Die Raumfahrt hat eine wichtige Funktion bei der Telekommunikation, Wetter- und Klimaanalyse, einer möglichen Asteroidenabwehr und in der Forschung. Sie kostet aber auch eine Menge Geld. Die 22 Mitgliedsstaaten der ESA hoben in der vergangenen Woche das Budget für die Missionen und Aufgaben in den kommenden drei bis fünf Jahren auf die Rekordsumme von 14,4 Milliarden Euro an.

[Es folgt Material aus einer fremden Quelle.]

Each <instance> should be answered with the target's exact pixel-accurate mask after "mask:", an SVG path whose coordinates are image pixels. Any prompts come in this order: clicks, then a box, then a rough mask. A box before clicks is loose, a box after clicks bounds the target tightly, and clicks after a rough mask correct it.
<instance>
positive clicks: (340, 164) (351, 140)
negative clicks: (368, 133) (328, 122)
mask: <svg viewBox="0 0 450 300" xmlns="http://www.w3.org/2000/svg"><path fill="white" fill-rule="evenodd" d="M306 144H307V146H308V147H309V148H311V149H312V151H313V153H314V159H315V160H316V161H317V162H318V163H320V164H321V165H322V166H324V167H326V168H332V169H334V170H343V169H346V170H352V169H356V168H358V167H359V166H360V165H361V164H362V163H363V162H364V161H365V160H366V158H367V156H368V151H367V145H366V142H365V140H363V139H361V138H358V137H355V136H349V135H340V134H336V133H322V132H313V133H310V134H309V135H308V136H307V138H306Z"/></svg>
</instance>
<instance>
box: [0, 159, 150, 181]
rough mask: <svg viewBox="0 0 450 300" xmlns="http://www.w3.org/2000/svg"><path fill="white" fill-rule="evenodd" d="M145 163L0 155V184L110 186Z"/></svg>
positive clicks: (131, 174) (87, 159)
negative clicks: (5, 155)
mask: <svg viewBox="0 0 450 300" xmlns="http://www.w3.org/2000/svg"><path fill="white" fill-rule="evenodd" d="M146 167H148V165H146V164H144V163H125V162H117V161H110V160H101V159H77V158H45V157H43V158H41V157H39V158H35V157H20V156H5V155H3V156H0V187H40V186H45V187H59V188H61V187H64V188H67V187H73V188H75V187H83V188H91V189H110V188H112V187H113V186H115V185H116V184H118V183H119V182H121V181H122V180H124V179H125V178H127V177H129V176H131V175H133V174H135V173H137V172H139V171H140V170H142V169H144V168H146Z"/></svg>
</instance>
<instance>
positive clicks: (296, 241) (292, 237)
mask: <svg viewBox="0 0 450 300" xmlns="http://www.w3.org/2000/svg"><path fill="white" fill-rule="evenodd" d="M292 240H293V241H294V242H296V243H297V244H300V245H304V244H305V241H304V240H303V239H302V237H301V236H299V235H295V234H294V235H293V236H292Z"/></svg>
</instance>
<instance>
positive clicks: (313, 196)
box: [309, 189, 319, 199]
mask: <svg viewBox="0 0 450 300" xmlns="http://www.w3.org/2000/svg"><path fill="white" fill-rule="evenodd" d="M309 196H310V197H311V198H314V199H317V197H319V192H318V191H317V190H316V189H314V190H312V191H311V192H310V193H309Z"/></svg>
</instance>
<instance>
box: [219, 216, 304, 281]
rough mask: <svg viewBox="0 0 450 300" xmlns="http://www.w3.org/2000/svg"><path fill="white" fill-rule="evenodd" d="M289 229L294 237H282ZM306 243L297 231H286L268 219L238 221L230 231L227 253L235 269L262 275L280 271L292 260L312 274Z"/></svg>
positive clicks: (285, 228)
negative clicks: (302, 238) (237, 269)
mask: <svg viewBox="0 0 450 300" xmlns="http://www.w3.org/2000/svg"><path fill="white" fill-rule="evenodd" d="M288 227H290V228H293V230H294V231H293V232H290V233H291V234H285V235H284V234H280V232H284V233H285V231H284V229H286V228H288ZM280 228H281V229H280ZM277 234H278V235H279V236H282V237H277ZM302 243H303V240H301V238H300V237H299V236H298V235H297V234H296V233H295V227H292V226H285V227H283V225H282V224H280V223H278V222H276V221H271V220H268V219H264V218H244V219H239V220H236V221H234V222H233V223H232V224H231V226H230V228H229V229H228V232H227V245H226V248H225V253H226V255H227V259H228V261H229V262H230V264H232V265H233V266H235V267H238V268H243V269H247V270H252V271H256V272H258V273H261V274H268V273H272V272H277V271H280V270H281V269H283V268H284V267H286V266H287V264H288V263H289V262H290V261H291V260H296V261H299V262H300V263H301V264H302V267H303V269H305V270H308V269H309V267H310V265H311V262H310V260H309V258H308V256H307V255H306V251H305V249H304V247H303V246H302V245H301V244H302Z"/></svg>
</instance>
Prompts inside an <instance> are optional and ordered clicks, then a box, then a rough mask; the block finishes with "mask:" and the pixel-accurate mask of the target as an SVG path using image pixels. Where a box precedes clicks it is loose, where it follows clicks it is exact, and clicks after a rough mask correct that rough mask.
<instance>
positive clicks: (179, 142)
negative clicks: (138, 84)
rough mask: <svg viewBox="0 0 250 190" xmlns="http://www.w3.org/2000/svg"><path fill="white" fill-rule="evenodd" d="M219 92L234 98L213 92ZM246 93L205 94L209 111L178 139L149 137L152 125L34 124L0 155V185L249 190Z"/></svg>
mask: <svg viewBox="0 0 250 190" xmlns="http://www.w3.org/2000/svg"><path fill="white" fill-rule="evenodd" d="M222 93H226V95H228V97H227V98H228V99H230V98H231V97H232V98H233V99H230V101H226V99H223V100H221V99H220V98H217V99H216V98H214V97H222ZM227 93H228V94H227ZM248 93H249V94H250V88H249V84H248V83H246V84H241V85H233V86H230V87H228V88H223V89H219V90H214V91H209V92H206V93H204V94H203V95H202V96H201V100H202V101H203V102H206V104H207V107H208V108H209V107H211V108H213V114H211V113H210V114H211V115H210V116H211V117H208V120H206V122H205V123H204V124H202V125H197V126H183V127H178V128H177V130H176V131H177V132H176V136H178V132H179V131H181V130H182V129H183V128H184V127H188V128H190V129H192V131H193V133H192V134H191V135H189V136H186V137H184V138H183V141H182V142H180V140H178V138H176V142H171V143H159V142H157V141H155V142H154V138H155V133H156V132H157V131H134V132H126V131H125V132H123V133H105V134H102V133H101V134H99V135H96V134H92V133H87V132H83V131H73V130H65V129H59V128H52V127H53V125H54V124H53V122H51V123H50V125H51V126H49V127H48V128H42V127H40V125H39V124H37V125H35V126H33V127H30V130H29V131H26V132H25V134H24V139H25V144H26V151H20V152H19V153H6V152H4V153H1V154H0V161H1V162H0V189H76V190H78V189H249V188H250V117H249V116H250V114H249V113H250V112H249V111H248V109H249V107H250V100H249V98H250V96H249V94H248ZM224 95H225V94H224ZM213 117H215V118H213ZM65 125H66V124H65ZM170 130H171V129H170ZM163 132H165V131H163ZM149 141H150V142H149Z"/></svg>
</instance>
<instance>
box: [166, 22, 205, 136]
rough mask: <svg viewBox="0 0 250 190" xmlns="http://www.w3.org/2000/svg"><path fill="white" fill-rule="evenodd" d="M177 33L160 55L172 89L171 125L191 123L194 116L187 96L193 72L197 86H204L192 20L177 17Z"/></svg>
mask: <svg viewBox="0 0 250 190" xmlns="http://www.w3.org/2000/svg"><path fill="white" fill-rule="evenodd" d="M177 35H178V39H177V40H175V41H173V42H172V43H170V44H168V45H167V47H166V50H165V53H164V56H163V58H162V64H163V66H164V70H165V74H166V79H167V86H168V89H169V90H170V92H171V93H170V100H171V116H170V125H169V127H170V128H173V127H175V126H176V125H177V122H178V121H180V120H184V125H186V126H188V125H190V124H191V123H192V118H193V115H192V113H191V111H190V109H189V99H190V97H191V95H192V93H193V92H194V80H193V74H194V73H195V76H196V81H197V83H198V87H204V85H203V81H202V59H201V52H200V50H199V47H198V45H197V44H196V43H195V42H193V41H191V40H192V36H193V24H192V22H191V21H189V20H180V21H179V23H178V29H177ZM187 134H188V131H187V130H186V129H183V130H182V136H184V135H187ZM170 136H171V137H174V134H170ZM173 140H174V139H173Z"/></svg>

Auch bei den künftigen Missionen sind wieder die Spezialisten in Darmstadt gefragt. "Ohne uns fliegen die Satelliten nicht", sagt der Leiter des ESA-Missionsbetriebs und stellvertretende ESOC-Zentrumsleiter Paolo Ferri. "Wir sind zuständig für alle Missionen. Wir manövrieren, wir machen die gesamte Navigation, wir schicken die Kommandos." Von Darmstadt aus wurden und werden Missionen zum Mars, Merkur oder Saturn ebenso kontrolliert wie Wetter- oder Kommunikationssatelliten. Spektakuläre Missionen waren für Ferri der Lander Huygens, der 2005 auf dem Saturnmond Titan landete und Bilder sendete, oder auch die Sonde Rosetta, die den Kometen Tschurjumow-Gerassimenko erforschte.